Una vicenda ancora più anomala si è verificata a Venezia. Qui, il 6 aprile 2023, viene arrestato un cittadino cinese residente a Singapore, accusato dalla polizia della Mongolia interna, in una Red Notice, del reato di «gestione illegale di un casinò», per aver creato una app di scommesse e giochi d’azzardo. In questo caso, le autorità cinesi non hanno neppure richiesto l’estradizione. L’uomo è stato quindi liberato dopo trenta giorni di detenzione immotivata.
L’inchiesta China Targets rivela che perfino gli organismi delle Nazioni Unite vengono strumentalizzati dalla Cina per spiare dissidenti e minoranze. Le vere Ong (Organizzazioni non governative, in inglese Ngo) accreditate dall’Onu devono essere indipendenti dai poteri statali. I cronisti hanno però scoperto che almeno 59 Ong con base in Cina o a Taiwan, Hong Kong e Macao hanno legami molto stretti con il regime di Pechino. In particolare, ben 46 hanno nel direttivo uno o più funzionari del governo o del partito comunista cinese. Dieci incassano più di metà delle loro entrate dallo Stato cinese. Il caso limite è una Ong che ha come segretario generale il “responsabile per i diritti umani” dell’ufficio propaganda del partito.

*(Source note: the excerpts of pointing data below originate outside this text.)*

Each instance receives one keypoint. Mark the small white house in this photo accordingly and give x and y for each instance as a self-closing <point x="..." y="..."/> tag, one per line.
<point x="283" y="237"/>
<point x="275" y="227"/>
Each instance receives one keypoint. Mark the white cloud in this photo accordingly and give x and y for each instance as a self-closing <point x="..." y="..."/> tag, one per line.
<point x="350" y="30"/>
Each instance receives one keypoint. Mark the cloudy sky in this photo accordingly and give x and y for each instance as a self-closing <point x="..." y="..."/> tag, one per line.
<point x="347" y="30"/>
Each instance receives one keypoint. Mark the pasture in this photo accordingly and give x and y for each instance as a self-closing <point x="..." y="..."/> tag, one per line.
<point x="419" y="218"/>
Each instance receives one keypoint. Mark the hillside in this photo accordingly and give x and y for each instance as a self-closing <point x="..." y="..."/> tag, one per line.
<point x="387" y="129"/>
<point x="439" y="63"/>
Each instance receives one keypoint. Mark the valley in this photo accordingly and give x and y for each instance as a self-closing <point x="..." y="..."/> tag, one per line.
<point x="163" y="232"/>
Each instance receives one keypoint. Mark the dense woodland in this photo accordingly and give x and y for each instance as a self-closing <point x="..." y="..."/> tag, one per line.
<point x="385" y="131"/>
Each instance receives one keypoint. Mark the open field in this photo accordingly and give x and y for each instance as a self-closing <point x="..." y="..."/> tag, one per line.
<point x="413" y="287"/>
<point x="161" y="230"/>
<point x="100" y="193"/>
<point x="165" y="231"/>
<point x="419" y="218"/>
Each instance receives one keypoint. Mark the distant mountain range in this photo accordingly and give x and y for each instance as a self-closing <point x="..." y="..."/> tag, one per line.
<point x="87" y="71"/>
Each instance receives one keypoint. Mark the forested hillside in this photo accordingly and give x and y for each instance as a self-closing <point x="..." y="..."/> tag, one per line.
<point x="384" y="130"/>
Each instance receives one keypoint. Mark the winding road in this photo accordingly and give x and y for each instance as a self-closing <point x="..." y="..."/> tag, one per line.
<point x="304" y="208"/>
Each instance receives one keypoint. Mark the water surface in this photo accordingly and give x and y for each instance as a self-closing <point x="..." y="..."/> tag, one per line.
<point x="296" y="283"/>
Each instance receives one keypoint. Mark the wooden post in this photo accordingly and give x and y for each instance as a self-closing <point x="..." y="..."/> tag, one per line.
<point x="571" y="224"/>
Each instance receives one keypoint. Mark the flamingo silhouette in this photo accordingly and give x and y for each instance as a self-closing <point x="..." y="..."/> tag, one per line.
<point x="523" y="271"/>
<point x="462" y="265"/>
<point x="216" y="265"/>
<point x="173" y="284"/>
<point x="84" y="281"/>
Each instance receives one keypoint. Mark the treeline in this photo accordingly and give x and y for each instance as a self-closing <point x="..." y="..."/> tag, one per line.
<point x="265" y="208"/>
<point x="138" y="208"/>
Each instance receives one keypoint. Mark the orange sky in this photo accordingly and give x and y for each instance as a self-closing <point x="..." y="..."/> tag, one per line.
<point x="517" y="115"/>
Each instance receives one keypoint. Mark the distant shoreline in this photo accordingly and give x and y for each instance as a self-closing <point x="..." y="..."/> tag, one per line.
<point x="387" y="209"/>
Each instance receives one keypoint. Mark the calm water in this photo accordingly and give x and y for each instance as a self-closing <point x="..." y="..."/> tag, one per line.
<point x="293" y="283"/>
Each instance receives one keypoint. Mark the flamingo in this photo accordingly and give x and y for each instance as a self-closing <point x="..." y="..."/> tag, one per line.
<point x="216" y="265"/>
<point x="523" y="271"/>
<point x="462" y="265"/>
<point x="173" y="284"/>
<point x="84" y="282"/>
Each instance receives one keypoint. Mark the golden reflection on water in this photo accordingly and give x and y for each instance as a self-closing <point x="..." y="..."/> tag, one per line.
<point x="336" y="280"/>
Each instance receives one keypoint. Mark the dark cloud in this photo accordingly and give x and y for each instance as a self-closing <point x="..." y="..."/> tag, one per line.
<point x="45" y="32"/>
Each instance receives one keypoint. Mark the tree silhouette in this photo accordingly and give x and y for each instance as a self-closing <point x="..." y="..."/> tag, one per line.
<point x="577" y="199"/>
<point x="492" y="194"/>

Negli uffici dell’Onu queste finte Ong vengono soprannominate Gongo (Ngo governative). Quelle cinesi sono più che raddoppiate a partire dal 2018, cioè da quando iniziò la repressione delle proteste a Hong Kong. Accreditandosi come Ong, i loro funzionari possono influenzare ricerche, pubblicazioni, convegni e perfino incontri con le vittime di persecuzioni. Un esempio è l’infiltrazione nel palazzo dell’Onu a Ginevra, nel marzo 2024, di quattro esponenti di una sconosciuta Associazione per i diritti umani del Guangdong, collegata in realtà a un’anomala Ong diretta da tre funzionari comunisti cinesi. I quattro hanno cercato di inserirsi in un vertice tra i dirigenti del Congresso mondiale degli uiguri e l’Alto commissariato dell’Onu per i diritti umani. Scoperti e allontanati, si sono messi a pedinare e fotografare, a Ginevra, i rappresentanti di quella minoranza cinese perseguitata.
Tra le 105 vittime della “repressione transnazionale” che hanno accettato di farsi intervistare, più di metà hanno descritto intimidazioni e aggressioni contro i loro parenti rimasti in Cina. Anche le forze di polizia di Stati stranieri, però, hanno organizzato “retate preventive” per zittire le proteste internazionali. Come documenta l’inchiesta giornalistica, durante almeno 7 delle 31 visite all’estero di Xi Jinping, dal 2019 al 2024, decine di manifestanti pacifici, che si limitavano a esibire cartelli e striscioni, sono stati arrestati con accuse pretestuose e rilasciati senza addebiti subito dopo la partenza del presidente cinese. È successo in India, Nepal, Kazakistan, Thailandia, Serbia e per due volte in Francia.
I giornalisti di Icij hanno inviato numerose domande alle principali ambasciate cinesi all’estero. Nove hanno risposto, a partire da Washington, ma solo con affermazioni generali: le accuse di repressione transnazionale sono «infondate» e «inventate da pochi Paesi e organizzazioni per diffamare la Cina». Alcune sedi diplomatiche hanno aggiunto che le questioni di Hong Kong, Taiwan e Xinjiang sono «affari interni della Cina». Anche L’Espresso ha mandato una serie di domande, riferite anche ai casi italiani, all’ambasciata cinese a Roma, che non ha risposto.